Friday, February 17, 2012
This Year You Write Your Novel (2007)
I picked up Walter Mosley's This Year You Write Your Novel (2007) at the Forest Park Public librbary without knowing who the author is (which makes me feel nearly illiterate) because I assumed that it would have some advice on how to budget time towards writing a novel. Unfortunately – at least for me – Mosley's advice is to write every day, every week, for the whole year. Sure, some of this writing is actually reviewing, revising, and full-on editing, but Mosley wants the aspiring author to put in between 1½ and 3 hours per day on the novel Every single freaking day.. I think that would lead to a fair amount of burn out if it is all dedicated to the same story. On the other hand, one of the major reasons I have this blog is to keep myself in the habit of writing something (usually not fiction, and almost never very time consuming material) on a regular basis, and from that I can attest that writing regularly makes it easier to find the rhythm for a story.

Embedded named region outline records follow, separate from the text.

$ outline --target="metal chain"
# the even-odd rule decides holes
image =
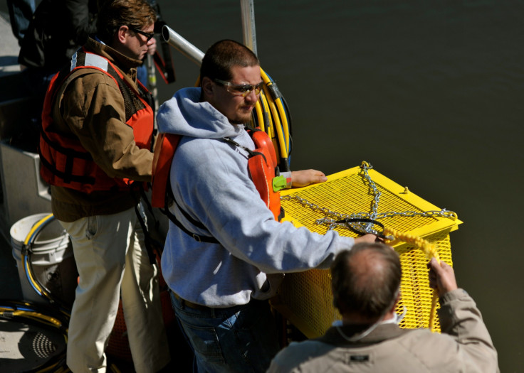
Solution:
[[[281,200],[283,200],[283,201],[293,201],[294,200],[300,203],[303,206],[310,208],[313,211],[322,212],[323,214],[326,215],[328,217],[322,217],[320,219],[317,219],[315,222],[318,225],[325,225],[325,224],[329,225],[328,228],[328,230],[332,229],[333,228],[335,228],[336,227],[347,227],[347,223],[345,222],[337,223],[337,220],[342,220],[345,219],[365,218],[365,219],[372,219],[374,220],[376,220],[379,219],[384,219],[386,217],[395,217],[397,216],[402,217],[414,217],[416,216],[419,216],[422,217],[447,217],[449,219],[453,219],[454,220],[458,218],[456,213],[455,213],[453,211],[449,211],[446,210],[445,208],[443,208],[440,211],[439,210],[429,210],[429,211],[424,211],[424,212],[387,211],[386,212],[379,213],[378,207],[379,207],[379,202],[380,201],[381,193],[377,188],[377,185],[371,179],[371,177],[370,176],[370,174],[368,173],[368,170],[370,170],[372,168],[373,166],[372,166],[371,165],[370,165],[365,161],[362,162],[362,164],[361,166],[361,168],[362,169],[361,174],[362,175],[362,177],[365,179],[366,179],[366,180],[367,181],[369,186],[371,188],[373,195],[374,195],[374,202],[373,202],[373,205],[371,209],[372,210],[371,212],[355,212],[352,214],[342,214],[341,212],[337,212],[335,211],[332,211],[327,207],[319,206],[318,205],[310,202],[308,201],[307,200],[301,197],[299,197],[298,195],[282,196],[281,197]],[[356,228],[363,227],[364,229],[369,233],[374,233],[374,234],[377,233],[377,232],[372,228],[373,225],[372,223],[351,223],[351,224],[357,225],[357,227],[355,227]]]

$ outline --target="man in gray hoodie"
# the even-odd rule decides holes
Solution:
[[[443,334],[399,328],[399,256],[384,244],[360,244],[339,254],[331,268],[333,302],[342,322],[320,338],[292,342],[277,355],[268,373],[498,372],[481,313],[458,288],[453,269],[434,258],[429,267],[430,286],[440,296]]]
[[[162,274],[199,372],[265,372],[279,348],[268,299],[283,274],[329,268],[341,250],[376,237],[275,220],[248,169],[255,146],[244,124],[259,98],[257,57],[221,40],[200,76],[200,87],[178,91],[158,112],[159,131],[182,136],[169,178],[178,224],[169,222]],[[291,178],[297,186],[325,180],[313,170]]]

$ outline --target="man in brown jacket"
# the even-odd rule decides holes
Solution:
[[[155,18],[145,0],[103,1],[97,36],[46,97],[41,174],[80,275],[67,346],[75,373],[105,372],[120,297],[136,372],[158,371],[169,360],[157,269],[145,248],[134,188],[151,178],[154,113],[136,68],[154,43]]]
[[[395,306],[402,271],[384,244],[359,244],[331,266],[335,306],[342,316],[315,340],[292,342],[268,372],[496,372],[497,352],[473,299],[458,288],[451,266],[429,263],[440,296],[443,334],[401,329]]]

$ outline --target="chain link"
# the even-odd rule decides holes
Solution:
[[[328,225],[328,230],[332,229],[337,227],[344,227],[347,228],[347,225],[348,223],[337,222],[337,220],[342,220],[345,219],[364,218],[364,219],[372,219],[374,220],[377,220],[379,219],[384,219],[387,217],[414,217],[417,216],[419,216],[421,217],[446,217],[446,218],[452,219],[454,220],[458,219],[458,216],[456,212],[453,211],[449,211],[446,210],[445,208],[443,208],[440,211],[434,210],[424,211],[424,212],[387,211],[386,212],[379,213],[378,207],[379,207],[379,202],[380,202],[380,195],[382,193],[377,188],[377,185],[371,179],[371,177],[370,176],[370,174],[368,173],[368,170],[372,169],[373,166],[369,164],[367,162],[363,161],[360,168],[362,168],[360,174],[362,175],[362,178],[364,178],[367,181],[367,183],[369,184],[369,187],[371,189],[372,194],[374,195],[373,205],[372,206],[372,208],[371,208],[371,212],[355,212],[352,214],[342,214],[341,212],[337,212],[335,211],[332,211],[328,207],[320,206],[317,205],[316,203],[313,203],[311,202],[309,202],[307,200],[301,197],[299,197],[298,195],[284,195],[284,196],[281,197],[281,200],[282,201],[295,201],[295,202],[300,203],[303,206],[312,210],[313,211],[318,212],[321,212],[324,214],[325,215],[326,215],[326,217],[322,217],[320,219],[317,219],[315,221],[315,222],[318,225]],[[368,233],[373,233],[375,234],[377,234],[377,231],[372,229],[372,227],[373,227],[372,223],[352,222],[349,224],[351,224],[353,227],[355,227],[355,229],[362,229],[362,228],[363,228],[364,230],[365,230]]]

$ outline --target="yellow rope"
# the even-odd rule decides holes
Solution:
[[[417,236],[414,236],[413,234],[409,234],[409,233],[402,233],[401,232],[396,231],[392,228],[384,228],[384,234],[386,236],[393,236],[395,239],[415,244],[419,249],[424,252],[429,259],[431,260],[431,258],[435,258],[437,262],[440,264],[440,258],[439,256],[437,246],[436,244],[432,244],[426,239]],[[433,299],[431,300],[431,310],[429,314],[429,321],[428,323],[428,328],[429,328],[432,332],[434,332],[435,315],[436,313],[436,302],[438,300],[438,293],[434,290]]]

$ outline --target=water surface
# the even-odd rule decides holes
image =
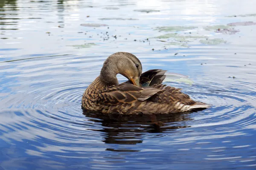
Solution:
[[[254,169],[255,6],[0,0],[0,169]],[[165,83],[212,107],[156,116],[84,113],[84,91],[120,51],[136,55],[144,71],[188,76],[192,85]]]

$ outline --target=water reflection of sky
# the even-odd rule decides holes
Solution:
[[[254,14],[256,2],[32,1],[0,1],[0,62],[0,62],[0,167],[255,166],[256,26],[236,26],[240,32],[233,34],[204,27],[256,22],[255,17],[226,17]],[[145,9],[160,11],[134,11]],[[87,23],[109,26],[80,25]],[[214,45],[195,40],[189,48],[165,49],[166,42],[157,40],[172,38],[153,38],[172,33],[155,29],[170,26],[198,27],[177,33],[227,42]],[[97,45],[72,46],[86,43]],[[189,76],[191,85],[166,83],[212,107],[156,117],[83,113],[83,91],[107,57],[117,51],[134,54],[143,71],[161,68]]]

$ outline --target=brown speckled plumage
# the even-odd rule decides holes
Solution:
[[[209,107],[195,102],[180,89],[162,84],[166,71],[151,70],[142,74],[142,70],[140,60],[134,55],[125,52],[111,55],[104,62],[100,75],[84,92],[82,107],[108,113],[150,114]],[[118,84],[117,74],[130,81]],[[133,82],[133,78],[140,79],[140,85]]]

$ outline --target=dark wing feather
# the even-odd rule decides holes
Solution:
[[[141,86],[149,87],[155,84],[162,83],[166,77],[164,75],[166,72],[166,71],[160,69],[149,70],[144,72],[140,76]],[[131,84],[131,82],[128,80],[122,84]]]
[[[145,101],[161,91],[153,88],[144,89],[130,84],[120,84],[100,93],[99,102],[109,105],[131,104]]]
[[[167,103],[170,104],[176,102],[180,102],[185,105],[190,105],[195,103],[189,96],[183,93],[181,89],[171,86],[166,86],[163,84],[155,85],[153,86],[155,88],[161,89],[162,93],[158,93],[157,95],[151,97],[150,99],[154,102]]]
[[[154,84],[161,84],[166,78],[166,72],[160,69],[149,70],[141,74],[140,83],[142,87],[151,86]]]

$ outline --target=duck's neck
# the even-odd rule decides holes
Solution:
[[[99,76],[99,80],[105,87],[118,84],[116,71],[109,65],[103,65]]]

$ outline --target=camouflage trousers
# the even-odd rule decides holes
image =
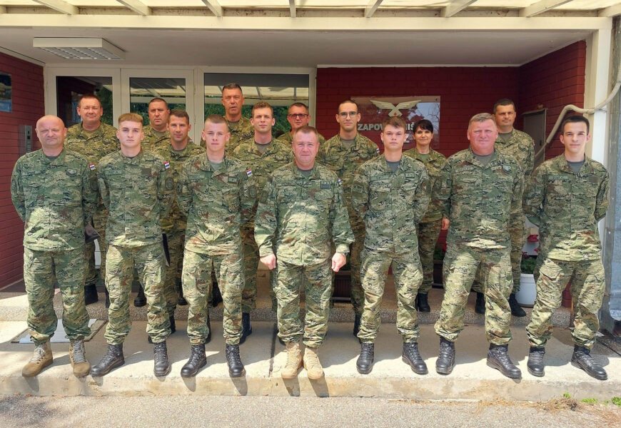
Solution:
[[[254,230],[247,228],[241,230],[241,245],[243,250],[244,277],[243,291],[241,293],[241,312],[250,313],[256,309],[256,275],[259,265],[258,247],[254,240]],[[270,271],[270,298],[272,310],[277,310],[276,295],[274,287],[276,285],[276,269]]]
[[[276,256],[278,258],[278,255]],[[277,259],[278,336],[286,342],[318,347],[328,332],[332,269],[330,259],[309,266],[298,266]],[[306,303],[304,325],[300,316],[300,284],[303,281]]]
[[[107,255],[106,287],[110,293],[110,307],[104,336],[108,343],[123,343],[131,329],[129,299],[134,268],[146,297],[146,333],[153,343],[166,340],[171,334],[171,324],[163,294],[165,265],[162,243],[140,247],[110,244]]]
[[[420,334],[418,315],[414,300],[423,281],[423,271],[415,253],[396,254],[365,248],[362,253],[362,286],[365,290],[365,308],[360,320],[358,338],[373,343],[380,330],[380,306],[388,268],[393,265],[397,292],[397,331],[403,342],[417,342]]]
[[[349,264],[351,266],[351,288],[350,297],[353,312],[361,315],[365,305],[365,292],[360,281],[360,256],[365,247],[365,229],[353,229],[355,240],[350,245]]]
[[[188,336],[191,345],[205,343],[209,330],[207,302],[211,300],[211,269],[216,272],[222,293],[224,313],[222,325],[227,345],[237,345],[241,338],[241,291],[243,289],[243,258],[241,251],[209,255],[186,250],[181,282],[188,301]]]
[[[24,249],[24,282],[28,296],[28,327],[35,345],[45,343],[56,330],[54,282],[63,300],[63,327],[71,340],[91,334],[84,305],[84,248],[62,251]]]
[[[183,244],[186,240],[185,232],[171,230],[166,233],[168,243],[168,253],[171,256],[171,265],[164,268],[164,300],[166,301],[166,312],[168,316],[175,316],[177,308],[177,280],[181,277],[179,266],[183,262]]]
[[[423,267],[423,283],[418,288],[418,292],[421,294],[428,294],[433,285],[433,252],[435,251],[435,243],[441,228],[441,218],[420,223],[416,225],[416,232],[418,234],[418,257]]]
[[[574,342],[591,349],[600,330],[597,312],[604,297],[601,259],[570,262],[543,258],[537,278],[537,297],[526,335],[530,346],[544,347],[552,336],[552,315],[560,306],[562,292],[571,281],[574,302]]]
[[[508,300],[513,288],[509,248],[475,248],[448,245],[444,258],[444,299],[435,332],[455,342],[463,330],[468,294],[480,266],[485,295],[485,336],[494,345],[511,340],[511,310]]]
[[[98,275],[97,269],[95,268],[95,243],[86,244],[86,255],[84,259],[84,269],[86,275],[85,284],[86,285],[96,285],[100,276],[102,280],[106,277],[106,252],[108,248],[108,243],[106,242],[106,223],[107,220],[108,210],[100,210],[95,213],[93,216],[93,227],[99,233],[97,243],[99,244],[101,263],[99,265],[99,274]]]
[[[520,291],[520,275],[522,274],[522,249],[524,248],[524,244],[526,243],[525,217],[522,223],[524,225],[521,230],[509,230],[509,236],[511,240],[511,275],[513,277],[513,289],[511,293]],[[479,268],[476,279],[473,284],[473,291],[483,292],[483,280],[481,275],[480,268]]]

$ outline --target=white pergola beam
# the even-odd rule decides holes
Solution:
[[[203,3],[209,8],[212,14],[218,18],[222,17],[222,6],[218,3],[218,0],[203,0]]]
[[[46,6],[50,9],[53,9],[55,11],[61,12],[61,14],[64,14],[66,15],[77,15],[80,13],[79,9],[74,6],[73,4],[69,4],[66,1],[64,0],[34,0],[39,4],[42,4],[43,6]]]
[[[597,12],[597,16],[602,18],[612,18],[617,15],[621,15],[621,3],[605,7]]]
[[[477,0],[455,0],[442,9],[440,16],[443,18],[450,18],[469,6]]]
[[[384,0],[371,0],[365,8],[365,18],[370,18]]]
[[[572,0],[540,0],[530,6],[520,9],[520,16],[522,18],[530,18],[555,7],[569,3]]]
[[[128,9],[131,9],[136,14],[146,16],[151,15],[151,8],[140,0],[116,0]]]

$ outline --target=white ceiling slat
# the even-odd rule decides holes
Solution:
[[[450,18],[455,14],[460,12],[477,0],[455,0],[446,5],[442,9],[440,16],[443,18]]]
[[[34,1],[66,15],[77,15],[80,13],[77,7],[73,4],[69,4],[64,0],[34,0]]]
[[[602,18],[610,18],[621,15],[621,3],[605,7],[597,13],[597,16]]]
[[[365,8],[365,18],[370,18],[384,0],[370,0]]]
[[[520,16],[522,18],[529,18],[535,16],[539,14],[542,14],[546,11],[553,9],[555,7],[562,6],[565,3],[569,3],[572,0],[540,0],[537,3],[533,3],[530,6],[520,9]]]
[[[218,18],[222,17],[222,6],[220,6],[218,0],[203,0],[203,3],[205,4],[205,6],[209,8],[209,10],[211,11],[214,15]]]
[[[118,3],[131,9],[136,14],[144,16],[151,15],[151,8],[140,0],[116,0]]]

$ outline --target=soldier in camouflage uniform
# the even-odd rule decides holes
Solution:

Mosley, however, tends to view the novel as many smaller stories within the larger, connecting story. Since he has been quite successful as an author, I am going to defer to his judgment on the matter. Time spent with the smaller bits informs the bigger structure, and that can always change as the writer moves forward with it. He also discusses the intuitive method (something all of us self-proclaimed smart people think is real writing) versus more structured, planned approaches. How one spends time on the book is going to differ with each, and I'm appreciative for how Mosley covered this.
There is also a small section dedicated to the value of the classroom, both in terms of academic study and writers' workshops. I have long been too [insert one or more of the following: shy, timid, stubborn, arrogant, cowardly] to invite a crowd of people who are also authors (aspiring or published) to have access to my work just so they can point out all of the mistakes I've made. Yes, I like being overly critical of the work other people do, but I don't want that same spotlight shined back on me. But if an author is going to be serious about finding the flaws in his or her writing, then workshops seem to be a great tool. You can find the errors you makes in the works of others (where they are easier to spot) and have others highlight the problems that you never see because you are just too damn close to your own story.
By itself, This Year You Write Your Novel isn't going to be of much help. As a supplement to knowing something about writing and a real desire to finish a story, it can be a great aid. Mosley's acknowledgment that the first draft is going to be terrible (accept it, would-be authors) and that the real work comes from turning the rough story into a readable novel is encouraging. On the other hand, he doesn't have much to say about how to get published other than to make contacts – another reason to workshop – and figure out who is likely to publish your type of material. And then be ready for a steady stream of rejection, one that isn't likely to go once an author has had a few books (or more than twenty) published.